Stilled Life: The Ceramics of Kelly O'BrianT
By Peter Held,
Former Curator of Ceramics,
Arizona State University Art Museum Ceramics Research Center
With contemporary society awash in current unease and migration, artists are becoming increasingly reflective of displacement on individual and collective psychologies. Particularly urgent and timely has been the examination of a “sense of place,” exploring an aggregate of geographical, cultural, and familial histories past and present, rooted and uprooted in our current times.
Kelly O’Briant has ranged far from her North Carolinian roots, exploring and expanding her craft, while meditating on issues of universal concern. Recently she has been in residence in Jingdezhen, China, the porcelain capital of the world, known for its centuries-old ceramic production and skilled craftsmen who facilitate working processes for international artists.
Migration, rootlessness, and the quest for home has become a compelling theme in contemporary art. The Museum of Modern Art exhibited Jacob Lawrence’s Migration Series in 2015, followed a year later by Insecurities: Tracing Displacement and Shelter. In the summer of 2017, the Los Angeles County Museum of Art mounted the work of forty-two Latino and Latin-American artists in the exhibition Home-So Different, So Appealing of which Peter Schjeldahl wrote in The New Yorker (June 26, 2017), “…a primordial idea: home, where you hang your hat, if you have one, and where the heart is or, for some grim reason, fails to be.”
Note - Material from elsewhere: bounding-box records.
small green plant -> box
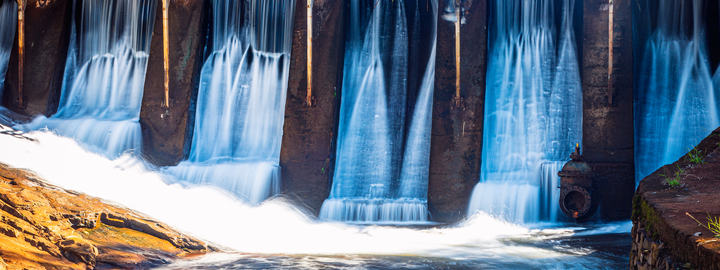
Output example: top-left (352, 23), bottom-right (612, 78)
top-left (685, 146), bottom-right (705, 164)
top-left (660, 165), bottom-right (685, 188)
top-left (685, 212), bottom-right (720, 238)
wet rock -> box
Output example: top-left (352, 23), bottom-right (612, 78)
top-left (0, 163), bottom-right (215, 269)
top-left (2, 0), bottom-right (73, 116)
top-left (139, 0), bottom-right (210, 166)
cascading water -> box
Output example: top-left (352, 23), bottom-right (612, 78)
top-left (166, 0), bottom-right (295, 204)
top-left (634, 0), bottom-right (720, 183)
top-left (468, 0), bottom-right (582, 223)
top-left (20, 0), bottom-right (157, 158)
top-left (0, 0), bottom-right (17, 98)
top-left (320, 0), bottom-right (438, 222)
top-left (0, 0), bottom-right (17, 125)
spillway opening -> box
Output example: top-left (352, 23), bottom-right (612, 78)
top-left (468, 0), bottom-right (583, 223)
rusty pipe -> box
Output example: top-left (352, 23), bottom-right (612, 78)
top-left (454, 0), bottom-right (462, 108)
top-left (607, 0), bottom-right (615, 107)
top-left (162, 0), bottom-right (170, 108)
top-left (305, 0), bottom-right (313, 107)
top-left (17, 0), bottom-right (27, 108)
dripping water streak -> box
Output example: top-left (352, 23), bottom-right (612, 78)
top-left (166, 0), bottom-right (295, 204)
top-left (468, 0), bottom-right (582, 223)
top-left (19, 0), bottom-right (157, 157)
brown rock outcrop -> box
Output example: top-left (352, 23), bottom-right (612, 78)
top-left (630, 129), bottom-right (720, 269)
top-left (0, 163), bottom-right (213, 270)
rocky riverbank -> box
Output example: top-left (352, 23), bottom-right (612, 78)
top-left (630, 129), bottom-right (720, 269)
top-left (0, 163), bottom-right (215, 270)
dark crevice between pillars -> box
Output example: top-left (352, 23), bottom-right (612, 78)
top-left (280, 0), bottom-right (348, 214)
top-left (140, 0), bottom-right (210, 166)
top-left (428, 0), bottom-right (488, 222)
top-left (0, 0), bottom-right (73, 116)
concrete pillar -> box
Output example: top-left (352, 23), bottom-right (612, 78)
top-left (280, 0), bottom-right (346, 213)
top-left (140, 0), bottom-right (209, 166)
top-left (582, 0), bottom-right (635, 220)
top-left (428, 0), bottom-right (487, 221)
top-left (2, 0), bottom-right (73, 116)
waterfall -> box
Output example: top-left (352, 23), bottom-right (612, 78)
top-left (166, 0), bottom-right (295, 204)
top-left (320, 0), bottom-right (438, 222)
top-left (0, 0), bottom-right (17, 100)
top-left (468, 0), bottom-right (582, 223)
top-left (634, 0), bottom-right (720, 183)
top-left (20, 0), bottom-right (157, 158)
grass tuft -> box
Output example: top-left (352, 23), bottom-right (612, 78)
top-left (660, 165), bottom-right (685, 188)
top-left (685, 146), bottom-right (705, 164)
top-left (685, 212), bottom-right (720, 238)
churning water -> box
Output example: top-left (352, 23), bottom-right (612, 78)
top-left (468, 0), bottom-right (582, 223)
top-left (0, 128), bottom-right (631, 269)
top-left (18, 0), bottom-right (157, 157)
top-left (320, 0), bottom-right (438, 223)
top-left (166, 0), bottom-right (295, 204)
top-left (633, 0), bottom-right (720, 183)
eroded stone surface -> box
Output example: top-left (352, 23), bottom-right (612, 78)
top-left (630, 129), bottom-right (720, 269)
top-left (0, 163), bottom-right (213, 270)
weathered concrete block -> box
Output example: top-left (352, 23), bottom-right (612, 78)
top-left (428, 0), bottom-right (487, 221)
top-left (280, 0), bottom-right (346, 213)
top-left (2, 0), bottom-right (73, 116)
top-left (140, 0), bottom-right (209, 166)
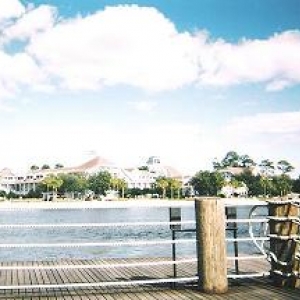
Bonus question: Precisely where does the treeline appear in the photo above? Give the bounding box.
[190,151,300,196]
[0,171,182,199]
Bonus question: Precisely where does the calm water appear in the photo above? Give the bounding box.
[0,207,268,261]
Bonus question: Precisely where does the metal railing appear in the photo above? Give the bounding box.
[0,203,198,290]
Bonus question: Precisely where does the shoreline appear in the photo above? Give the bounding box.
[0,199,194,209]
[0,198,266,210]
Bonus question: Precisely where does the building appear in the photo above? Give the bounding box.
[0,156,182,196]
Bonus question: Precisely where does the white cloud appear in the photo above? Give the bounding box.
[198,31,300,90]
[0,4,300,98]
[226,111,300,135]
[28,6,197,90]
[4,5,57,42]
[0,0,25,23]
[129,101,157,112]
[0,51,46,97]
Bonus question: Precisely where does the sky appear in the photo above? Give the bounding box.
[0,0,300,175]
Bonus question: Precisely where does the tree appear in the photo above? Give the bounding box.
[41,164,50,170]
[221,151,240,168]
[118,179,127,198]
[155,177,169,199]
[235,169,263,196]
[213,151,256,170]
[88,171,111,195]
[42,174,63,197]
[239,154,256,168]
[168,178,182,198]
[110,177,127,198]
[259,159,275,177]
[54,163,64,169]
[30,165,39,171]
[277,160,295,174]
[190,171,224,196]
[59,173,88,197]
[293,176,300,194]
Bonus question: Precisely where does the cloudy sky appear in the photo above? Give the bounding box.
[0,0,300,174]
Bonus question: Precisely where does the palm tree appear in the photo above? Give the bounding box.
[156,177,169,199]
[169,178,182,198]
[42,174,64,198]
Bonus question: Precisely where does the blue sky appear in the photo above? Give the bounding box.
[0,0,300,174]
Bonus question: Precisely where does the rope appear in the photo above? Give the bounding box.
[0,239,195,248]
[267,199,300,206]
[269,234,299,241]
[0,276,199,290]
[0,221,196,228]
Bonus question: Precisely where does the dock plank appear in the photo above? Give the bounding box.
[0,259,300,300]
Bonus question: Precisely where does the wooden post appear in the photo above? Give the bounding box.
[269,200,300,288]
[195,198,228,294]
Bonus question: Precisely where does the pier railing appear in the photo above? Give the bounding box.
[0,202,198,290]
[0,198,300,293]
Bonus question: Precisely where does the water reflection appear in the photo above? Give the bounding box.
[0,207,268,261]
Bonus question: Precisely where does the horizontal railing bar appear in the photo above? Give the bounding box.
[0,221,196,228]
[225,218,269,223]
[227,255,268,260]
[0,239,195,248]
[226,236,270,242]
[0,276,198,290]
[0,259,197,271]
[227,272,270,279]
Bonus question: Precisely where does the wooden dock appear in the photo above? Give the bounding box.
[0,259,300,300]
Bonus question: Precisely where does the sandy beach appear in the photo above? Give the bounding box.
[0,199,194,209]
[0,198,266,209]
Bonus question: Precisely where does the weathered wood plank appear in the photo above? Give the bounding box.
[0,259,300,300]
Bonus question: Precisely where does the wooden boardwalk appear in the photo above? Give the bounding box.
[0,259,300,300]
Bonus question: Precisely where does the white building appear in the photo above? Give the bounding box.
[0,156,181,195]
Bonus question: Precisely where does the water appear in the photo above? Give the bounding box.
[0,207,268,261]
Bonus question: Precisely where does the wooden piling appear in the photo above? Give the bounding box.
[269,199,300,288]
[195,198,228,294]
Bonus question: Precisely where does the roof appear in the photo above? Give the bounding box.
[0,168,14,177]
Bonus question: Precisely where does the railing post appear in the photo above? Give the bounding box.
[195,198,228,294]
[269,199,300,288]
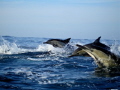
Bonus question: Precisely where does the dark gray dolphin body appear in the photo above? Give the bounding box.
[77,44,120,68]
[44,38,71,48]
[69,37,110,57]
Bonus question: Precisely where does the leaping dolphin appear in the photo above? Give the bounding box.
[44,38,71,48]
[69,36,110,57]
[77,44,120,68]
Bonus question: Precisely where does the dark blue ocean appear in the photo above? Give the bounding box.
[0,36,120,90]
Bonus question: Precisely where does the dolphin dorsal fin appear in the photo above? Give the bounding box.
[64,38,71,43]
[93,36,101,43]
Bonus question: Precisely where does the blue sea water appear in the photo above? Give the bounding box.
[0,36,120,90]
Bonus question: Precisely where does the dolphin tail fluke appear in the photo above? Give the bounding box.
[64,38,71,43]
[94,36,101,43]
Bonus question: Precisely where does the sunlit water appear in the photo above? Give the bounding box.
[0,36,120,90]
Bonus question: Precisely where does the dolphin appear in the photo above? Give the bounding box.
[69,36,110,57]
[77,44,120,68]
[43,38,71,48]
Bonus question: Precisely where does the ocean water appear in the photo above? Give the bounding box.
[0,36,120,90]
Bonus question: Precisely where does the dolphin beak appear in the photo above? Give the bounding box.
[43,42,47,44]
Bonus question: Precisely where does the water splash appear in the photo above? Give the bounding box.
[110,41,120,55]
[0,37,20,54]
During her residency at Jingdezhen, O’Briant completed the work All the Good Things, consisting of a meditative assemblage of 150 gold-lustered bowls containing porcelain seeds. Not unlike Ai Wei Wei’s Sunflower Seeds project, which argued for human compassion during a period of uncertainty, All the Good Things embraces optimism in the face of impermanence. While the significance of gold is an important part of the Chinese culture, associated with abundance and high status, O’Briant explains that the seeds represent her migratory travel and work experiences marked by the generosity and gestures of gratitude of those encountered along the way.
The Things We Carry, also completed in China, is composed of twelve porcelain rooftop homes, embedded with household objects impressed on the exterior surface. O’Briant has remarked that, “reminiscent of the traditional still life, these installations capture a moment of intimacy between everyday objects and their users; illustrating patterns of communication habits, story-telling, and community.” Such rumination was accelerated by her observations of China’s historic neighborhoods undergoing demolition and rebuilding, resulting, sometimes in the blink of the eye, in individual displacement resulting in a society unhinged from its history.
Impenetrable without entrance, they act as a collective memory bank, traces of utensils and textile designs formed in the walls of an illusionary dwelling are a distillation of the artist’s untethered nomadic journeys and her desire for secure anchorage. The use of repetitive forms, monochromatic glazing, and familiar objects place O’Briant’s installations in both the concrete and metaphorical realms.
Balancing the qualms of recent moves, the artist finds reaffirmation of belonging with her passion for her chosen material and the closely-knit community of clay workers worldwide. Like all good art, deeply felt conviction is buoyed by well-honed craftsmanship, resulting in shared experience for fellow travelers.